Examples of substituents that an alkyl group and an alkenyl group may have include a hydroxyl group, a hydroxyl group-containing group, and an alkoxy group having 1 to 20 carbon atoms, preferably 1 to 6 carbon atoms (for example, a methoxy group, etc.). Examples of alkyl groups with 1 to 8 carbon atoms substituted with hydroxyl groups or hydroxyl groups include: hydroxymethyl, hydroxyethyl, hydroxypropyl, hydroxybutyl, -CH ₂ -O-CH ₂ CH(OH )-CH ₂ -O-CO-C(CH ₃ )=CH etc. Examples of the alkenyl group having 1 to 8 carbon atoms substituted with a hydroxyl group or a hydroxyl group-containing group include a hydroxybutenyl group and the like.

Examples of the aryl group represented by X or the remaining R ₁ to R ₈ include a phenyl group, a naphthyl group, and the like. Examples of substituents that the aryl group may have include: hydroxyl groups, hydroxyl-containing groups, and alkyl groups having 1 to 20 carbon atoms, preferably 1 to 6 carbon atoms (e.g., methyl, ethyl, perfluoromethyl, etc.) ), an alkoxy group having 1 to 20 carbon atoms, preferably 1 to 6 carbon atoms (e.g., methoxy group, etc.), and the like. The number of substituents is not particularly limited, but one to three is preferred. Examples of aryl groups substituted with a hydroxyl group or a hydroxyl group-containing group include: hydroxyphenyl, dihydroxyphenyl, -C ₆ H ₄ -O-CH ₂ CH(OH)-CH ₂ -O-CO-C( CH ₃ )=CH etc.

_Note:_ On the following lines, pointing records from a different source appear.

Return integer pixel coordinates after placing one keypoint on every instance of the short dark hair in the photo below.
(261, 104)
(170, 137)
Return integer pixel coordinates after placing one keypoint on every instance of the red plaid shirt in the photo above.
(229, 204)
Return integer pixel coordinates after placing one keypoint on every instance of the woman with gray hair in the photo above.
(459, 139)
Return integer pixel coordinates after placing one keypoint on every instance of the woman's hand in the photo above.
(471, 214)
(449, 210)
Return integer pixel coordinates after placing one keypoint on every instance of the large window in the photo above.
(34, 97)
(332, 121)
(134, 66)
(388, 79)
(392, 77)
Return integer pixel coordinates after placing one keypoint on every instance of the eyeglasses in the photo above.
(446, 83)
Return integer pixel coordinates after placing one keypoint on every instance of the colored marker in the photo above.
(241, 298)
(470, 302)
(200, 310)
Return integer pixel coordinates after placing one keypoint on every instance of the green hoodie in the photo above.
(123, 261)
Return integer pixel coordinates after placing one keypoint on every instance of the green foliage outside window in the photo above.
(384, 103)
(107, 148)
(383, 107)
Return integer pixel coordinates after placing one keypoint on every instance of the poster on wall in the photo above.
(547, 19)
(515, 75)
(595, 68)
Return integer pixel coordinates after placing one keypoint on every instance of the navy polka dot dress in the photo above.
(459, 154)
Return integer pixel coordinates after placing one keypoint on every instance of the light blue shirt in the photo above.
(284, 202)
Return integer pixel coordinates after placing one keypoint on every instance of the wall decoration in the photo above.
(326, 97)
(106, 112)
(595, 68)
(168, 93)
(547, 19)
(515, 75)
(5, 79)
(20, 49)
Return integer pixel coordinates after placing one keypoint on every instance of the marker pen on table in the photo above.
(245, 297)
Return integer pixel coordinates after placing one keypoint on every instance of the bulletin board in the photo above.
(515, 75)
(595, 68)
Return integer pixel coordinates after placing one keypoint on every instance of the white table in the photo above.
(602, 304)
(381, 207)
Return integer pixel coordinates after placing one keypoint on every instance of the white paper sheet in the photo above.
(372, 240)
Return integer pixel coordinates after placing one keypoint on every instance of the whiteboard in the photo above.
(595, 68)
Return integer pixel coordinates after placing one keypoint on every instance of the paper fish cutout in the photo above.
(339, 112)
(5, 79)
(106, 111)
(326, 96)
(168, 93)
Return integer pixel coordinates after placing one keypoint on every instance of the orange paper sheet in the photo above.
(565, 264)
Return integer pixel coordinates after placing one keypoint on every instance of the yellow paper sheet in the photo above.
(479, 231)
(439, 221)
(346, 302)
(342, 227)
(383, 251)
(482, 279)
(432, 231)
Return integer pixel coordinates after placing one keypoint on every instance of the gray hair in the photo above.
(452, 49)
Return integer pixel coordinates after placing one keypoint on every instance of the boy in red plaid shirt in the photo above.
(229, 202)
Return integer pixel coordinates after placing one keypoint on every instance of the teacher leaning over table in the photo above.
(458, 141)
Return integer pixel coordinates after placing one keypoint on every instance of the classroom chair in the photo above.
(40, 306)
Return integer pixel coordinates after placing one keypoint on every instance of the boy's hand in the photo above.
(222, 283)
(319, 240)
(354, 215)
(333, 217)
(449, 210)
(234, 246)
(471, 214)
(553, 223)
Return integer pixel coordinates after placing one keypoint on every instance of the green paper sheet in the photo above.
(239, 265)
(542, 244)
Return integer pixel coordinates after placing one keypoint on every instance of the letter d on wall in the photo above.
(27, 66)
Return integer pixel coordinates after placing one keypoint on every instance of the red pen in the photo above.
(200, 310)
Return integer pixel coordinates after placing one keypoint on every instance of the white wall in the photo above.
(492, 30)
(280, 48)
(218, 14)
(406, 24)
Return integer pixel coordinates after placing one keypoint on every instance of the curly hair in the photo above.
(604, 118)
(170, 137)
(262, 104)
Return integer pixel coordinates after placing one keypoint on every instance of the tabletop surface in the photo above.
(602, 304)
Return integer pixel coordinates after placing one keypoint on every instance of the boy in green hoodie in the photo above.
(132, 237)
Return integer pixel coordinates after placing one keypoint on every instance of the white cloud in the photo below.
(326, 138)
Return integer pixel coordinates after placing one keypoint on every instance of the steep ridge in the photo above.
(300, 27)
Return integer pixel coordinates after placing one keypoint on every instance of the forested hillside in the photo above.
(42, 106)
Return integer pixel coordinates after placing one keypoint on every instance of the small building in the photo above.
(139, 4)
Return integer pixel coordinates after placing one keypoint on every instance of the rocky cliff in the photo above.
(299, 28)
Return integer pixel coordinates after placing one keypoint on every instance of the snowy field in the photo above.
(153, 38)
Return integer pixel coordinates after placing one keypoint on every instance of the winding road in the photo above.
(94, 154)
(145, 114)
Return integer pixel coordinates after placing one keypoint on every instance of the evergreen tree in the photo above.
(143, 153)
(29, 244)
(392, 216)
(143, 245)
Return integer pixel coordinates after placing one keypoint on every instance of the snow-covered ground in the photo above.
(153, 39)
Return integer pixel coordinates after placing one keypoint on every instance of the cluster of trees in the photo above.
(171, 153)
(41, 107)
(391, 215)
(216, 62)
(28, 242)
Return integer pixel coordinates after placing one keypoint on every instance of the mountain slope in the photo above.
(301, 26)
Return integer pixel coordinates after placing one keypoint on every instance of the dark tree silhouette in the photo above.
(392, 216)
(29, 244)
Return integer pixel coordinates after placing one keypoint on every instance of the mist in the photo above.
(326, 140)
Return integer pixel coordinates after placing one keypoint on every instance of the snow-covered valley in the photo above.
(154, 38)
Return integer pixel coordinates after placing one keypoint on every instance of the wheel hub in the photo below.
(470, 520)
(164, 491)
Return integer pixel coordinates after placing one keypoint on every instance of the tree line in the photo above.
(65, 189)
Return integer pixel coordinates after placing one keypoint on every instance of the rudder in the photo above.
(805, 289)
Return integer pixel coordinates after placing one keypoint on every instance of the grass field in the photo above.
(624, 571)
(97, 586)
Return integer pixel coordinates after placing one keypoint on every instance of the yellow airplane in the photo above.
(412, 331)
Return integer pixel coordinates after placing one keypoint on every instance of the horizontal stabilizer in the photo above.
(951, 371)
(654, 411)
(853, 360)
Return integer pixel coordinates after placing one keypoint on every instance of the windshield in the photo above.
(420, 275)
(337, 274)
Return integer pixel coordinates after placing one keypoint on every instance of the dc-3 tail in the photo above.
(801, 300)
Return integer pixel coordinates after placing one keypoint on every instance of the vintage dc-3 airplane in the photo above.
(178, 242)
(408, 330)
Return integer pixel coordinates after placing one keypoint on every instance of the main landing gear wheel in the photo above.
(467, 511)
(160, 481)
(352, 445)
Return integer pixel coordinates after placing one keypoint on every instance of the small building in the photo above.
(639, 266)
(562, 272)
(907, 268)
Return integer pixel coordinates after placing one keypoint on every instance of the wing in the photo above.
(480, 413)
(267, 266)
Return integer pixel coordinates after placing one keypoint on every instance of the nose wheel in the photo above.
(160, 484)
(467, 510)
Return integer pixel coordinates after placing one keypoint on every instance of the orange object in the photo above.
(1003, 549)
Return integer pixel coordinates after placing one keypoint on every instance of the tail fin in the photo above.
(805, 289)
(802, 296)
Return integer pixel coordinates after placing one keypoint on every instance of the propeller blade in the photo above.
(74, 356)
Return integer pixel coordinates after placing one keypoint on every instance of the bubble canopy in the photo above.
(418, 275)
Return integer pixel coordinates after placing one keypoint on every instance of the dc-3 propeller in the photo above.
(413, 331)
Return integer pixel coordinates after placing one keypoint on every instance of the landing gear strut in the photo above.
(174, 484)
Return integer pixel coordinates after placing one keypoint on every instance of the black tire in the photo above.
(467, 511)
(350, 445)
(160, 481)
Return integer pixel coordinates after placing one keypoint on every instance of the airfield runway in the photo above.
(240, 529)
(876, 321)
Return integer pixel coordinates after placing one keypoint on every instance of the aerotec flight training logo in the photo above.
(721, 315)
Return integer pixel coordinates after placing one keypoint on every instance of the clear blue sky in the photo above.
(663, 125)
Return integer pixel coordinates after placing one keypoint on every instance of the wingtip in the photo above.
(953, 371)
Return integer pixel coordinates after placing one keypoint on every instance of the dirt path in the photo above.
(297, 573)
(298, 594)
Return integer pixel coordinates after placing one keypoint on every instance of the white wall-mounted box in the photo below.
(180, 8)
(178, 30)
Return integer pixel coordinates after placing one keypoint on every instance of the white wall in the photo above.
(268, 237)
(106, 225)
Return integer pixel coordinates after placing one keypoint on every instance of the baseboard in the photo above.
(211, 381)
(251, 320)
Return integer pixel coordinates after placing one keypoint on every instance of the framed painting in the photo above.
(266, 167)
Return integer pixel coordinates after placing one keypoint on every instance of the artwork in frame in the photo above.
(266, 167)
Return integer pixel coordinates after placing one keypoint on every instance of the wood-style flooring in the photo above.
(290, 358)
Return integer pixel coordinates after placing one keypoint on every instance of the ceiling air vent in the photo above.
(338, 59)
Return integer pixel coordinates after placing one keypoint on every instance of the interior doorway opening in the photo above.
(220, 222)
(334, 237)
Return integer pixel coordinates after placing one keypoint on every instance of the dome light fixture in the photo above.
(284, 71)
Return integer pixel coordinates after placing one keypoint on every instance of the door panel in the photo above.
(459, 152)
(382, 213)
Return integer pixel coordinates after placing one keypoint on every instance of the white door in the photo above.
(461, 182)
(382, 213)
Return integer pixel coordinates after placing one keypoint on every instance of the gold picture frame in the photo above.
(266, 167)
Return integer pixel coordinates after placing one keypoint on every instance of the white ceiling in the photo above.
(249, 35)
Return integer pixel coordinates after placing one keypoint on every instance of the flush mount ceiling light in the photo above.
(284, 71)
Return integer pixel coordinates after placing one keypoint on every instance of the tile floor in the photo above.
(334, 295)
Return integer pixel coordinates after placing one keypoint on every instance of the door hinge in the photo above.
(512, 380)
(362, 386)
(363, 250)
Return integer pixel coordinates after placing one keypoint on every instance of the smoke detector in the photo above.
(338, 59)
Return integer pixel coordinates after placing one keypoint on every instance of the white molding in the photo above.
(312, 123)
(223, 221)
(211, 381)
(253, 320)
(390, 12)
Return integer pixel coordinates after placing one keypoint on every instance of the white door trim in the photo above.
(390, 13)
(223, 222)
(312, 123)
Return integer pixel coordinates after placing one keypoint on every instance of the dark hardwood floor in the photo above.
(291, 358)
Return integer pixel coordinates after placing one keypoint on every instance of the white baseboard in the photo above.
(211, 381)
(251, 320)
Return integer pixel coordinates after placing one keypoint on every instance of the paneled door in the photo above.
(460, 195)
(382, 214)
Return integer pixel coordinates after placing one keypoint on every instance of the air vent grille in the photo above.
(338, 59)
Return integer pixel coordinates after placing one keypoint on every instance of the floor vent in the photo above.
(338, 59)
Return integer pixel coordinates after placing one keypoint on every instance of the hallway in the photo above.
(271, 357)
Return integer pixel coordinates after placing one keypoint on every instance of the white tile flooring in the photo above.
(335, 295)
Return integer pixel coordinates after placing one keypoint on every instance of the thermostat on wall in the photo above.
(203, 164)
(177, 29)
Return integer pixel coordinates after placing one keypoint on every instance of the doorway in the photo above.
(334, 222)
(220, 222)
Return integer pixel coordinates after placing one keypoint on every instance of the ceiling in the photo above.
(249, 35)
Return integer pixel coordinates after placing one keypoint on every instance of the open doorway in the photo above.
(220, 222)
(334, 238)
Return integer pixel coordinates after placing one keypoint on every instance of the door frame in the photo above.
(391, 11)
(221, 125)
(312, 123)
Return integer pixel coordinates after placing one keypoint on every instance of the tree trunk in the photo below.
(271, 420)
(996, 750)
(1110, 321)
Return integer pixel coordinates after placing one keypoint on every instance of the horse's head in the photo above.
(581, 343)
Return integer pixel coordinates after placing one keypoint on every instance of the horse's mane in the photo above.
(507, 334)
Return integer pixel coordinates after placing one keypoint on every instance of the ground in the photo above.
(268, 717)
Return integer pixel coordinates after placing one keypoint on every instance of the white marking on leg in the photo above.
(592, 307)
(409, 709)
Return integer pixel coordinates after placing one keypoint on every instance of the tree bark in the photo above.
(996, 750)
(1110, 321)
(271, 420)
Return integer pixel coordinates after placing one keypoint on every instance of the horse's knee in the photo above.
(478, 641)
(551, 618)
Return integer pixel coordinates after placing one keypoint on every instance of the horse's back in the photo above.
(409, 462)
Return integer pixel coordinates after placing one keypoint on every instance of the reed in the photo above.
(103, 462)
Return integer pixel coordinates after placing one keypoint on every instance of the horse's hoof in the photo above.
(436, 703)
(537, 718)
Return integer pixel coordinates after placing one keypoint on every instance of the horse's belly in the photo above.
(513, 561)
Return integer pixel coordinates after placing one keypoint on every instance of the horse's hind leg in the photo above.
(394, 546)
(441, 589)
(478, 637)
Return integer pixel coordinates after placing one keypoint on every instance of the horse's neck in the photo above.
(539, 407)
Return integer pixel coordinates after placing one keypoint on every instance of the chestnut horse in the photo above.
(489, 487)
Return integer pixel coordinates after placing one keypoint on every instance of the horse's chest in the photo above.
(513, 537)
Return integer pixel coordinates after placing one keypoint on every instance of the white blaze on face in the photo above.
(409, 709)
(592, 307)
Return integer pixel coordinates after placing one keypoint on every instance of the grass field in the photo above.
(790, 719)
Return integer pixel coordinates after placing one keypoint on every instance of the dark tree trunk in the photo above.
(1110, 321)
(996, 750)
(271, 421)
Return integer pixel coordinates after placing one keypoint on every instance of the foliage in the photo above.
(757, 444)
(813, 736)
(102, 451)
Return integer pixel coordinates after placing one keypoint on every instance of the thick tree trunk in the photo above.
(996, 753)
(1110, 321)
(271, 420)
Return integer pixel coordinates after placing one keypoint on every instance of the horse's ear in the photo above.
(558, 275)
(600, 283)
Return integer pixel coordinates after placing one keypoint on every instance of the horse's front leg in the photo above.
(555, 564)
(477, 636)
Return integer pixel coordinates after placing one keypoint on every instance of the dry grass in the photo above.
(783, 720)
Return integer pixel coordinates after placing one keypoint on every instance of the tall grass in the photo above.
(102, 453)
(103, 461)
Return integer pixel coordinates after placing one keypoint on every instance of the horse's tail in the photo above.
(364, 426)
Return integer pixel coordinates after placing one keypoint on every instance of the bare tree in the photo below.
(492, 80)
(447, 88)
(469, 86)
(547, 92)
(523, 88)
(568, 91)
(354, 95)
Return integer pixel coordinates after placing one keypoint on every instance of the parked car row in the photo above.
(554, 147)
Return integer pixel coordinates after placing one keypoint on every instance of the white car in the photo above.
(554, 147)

The hydroxyl group-containing group is preferably a group formed by ring-opening addition of a substituted alkylene oxide to the hydroxyl group. Examples of the substituent in the alkylene oxide which may be substituted include a polymerizable functional group. The polymerizable functional group is a photopolymerizable functional group (for example, (meth)acrylic acid group) or a thermally polymerizable functional group (for example, oxepanyl group). Since the compound B having a polymerizable functional group can undergo a polymerization reaction with the curable compound A, it is considered that it is easy to suppress elution from the cured product. Examples of the hydroxyl group-containing group having a polymerizable functional group include a group represented by the following formula (A).

Y: alkylene or phenylene

Z: alkylene

Rb: alkyl

The compound B has a hydroxyl group in the molecule, and may not further have another hydrophilic group (for example, an NHCO group) in terms of suppressing liquid crystal contamination well.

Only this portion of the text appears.